Et dans la vraie vie, comment ça se passe ? Amélie a 35 ans et occupe le poste de consultante en stratégie. Passionnée par son emploi, elle n’hésite pas à faire des heures sup’, à rogner ses temps de pause, tout en se donnant à fond chaque heure passée au bureau. “J’aime tellement mon job que cela ne me dérange pas de reporter un truc perso, même si j’apprécie le temps passé avec mes amis”, raconte-t-elle. Amélie se définit comme très engagée mais pas addict au travail.
La nuance selon notre jeune active ? “Je ne me sens pas dépendante au travail”. Il est vrai que la notion d’addiction est au cœur de la définition du workaholisme. “C’est-à-dire que tout comme un accro au tabac va ressentir un manque quand il ne fume pas, l’addict au travail va éprouver des émotions négatives (comme la culpabilité) lorsqu’il ne travaille pas”, explique Sophie Morin.
Mais si elle ne se sent pas addict au travail, Amélie n’en demeure pas moins surinvestie dans son job. La jeune femme l’explique à la fois par sa personnalité très perfectionniste, mais aussi les problèmes structurels rencontrés par son entreprise. “J’ai toujours regardé les choses non pas sous l’angle de ce que l’on me demandait de faire, mais la manière dont je pouvais me rendre utile”, raconte-t-elle.
Le hic, c’est que son entreprise est à ce jour chambardée par une transition mal gérée, et Amélie ne supporte pas le travail mal fait. Résultat : la jeune femme n’hésite pas à prêter main forte à un collègue en difficultés, à éteindre les incendies partout où ils se propagent. “J’ai toujours été comme ça : à la fac, j’étais du genre à anticiper l’oubli de l’un de mes camarades en lui rappelant une info importante”, se souvient Amélie.
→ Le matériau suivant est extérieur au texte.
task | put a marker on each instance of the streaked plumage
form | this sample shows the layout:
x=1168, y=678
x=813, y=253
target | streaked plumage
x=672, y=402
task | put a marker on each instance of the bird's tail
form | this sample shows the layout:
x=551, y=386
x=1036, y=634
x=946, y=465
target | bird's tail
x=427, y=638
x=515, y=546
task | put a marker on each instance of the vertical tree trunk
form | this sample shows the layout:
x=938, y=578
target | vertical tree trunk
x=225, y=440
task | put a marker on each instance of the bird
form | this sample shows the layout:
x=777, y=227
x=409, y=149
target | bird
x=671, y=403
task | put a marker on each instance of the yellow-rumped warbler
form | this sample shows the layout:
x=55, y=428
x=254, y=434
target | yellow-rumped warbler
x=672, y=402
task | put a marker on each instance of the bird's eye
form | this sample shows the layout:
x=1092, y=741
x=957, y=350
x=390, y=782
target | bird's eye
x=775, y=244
Or, le sentiment d’être contraint par son environnement à en faire toujours plus, tout comme une personnalité perfectionniste, sont des facteurs de risques de sombrer dans le workaholisme.
- Une personnalité perfectionniste, impulsive, hyperinvestie, qui a du mal à déléguer, à s’absenter.
- Un environnement de travail avec de la pression, des changements, du stress.
- Une situation personnelle particulière (pas de conjoint, de passion, etc).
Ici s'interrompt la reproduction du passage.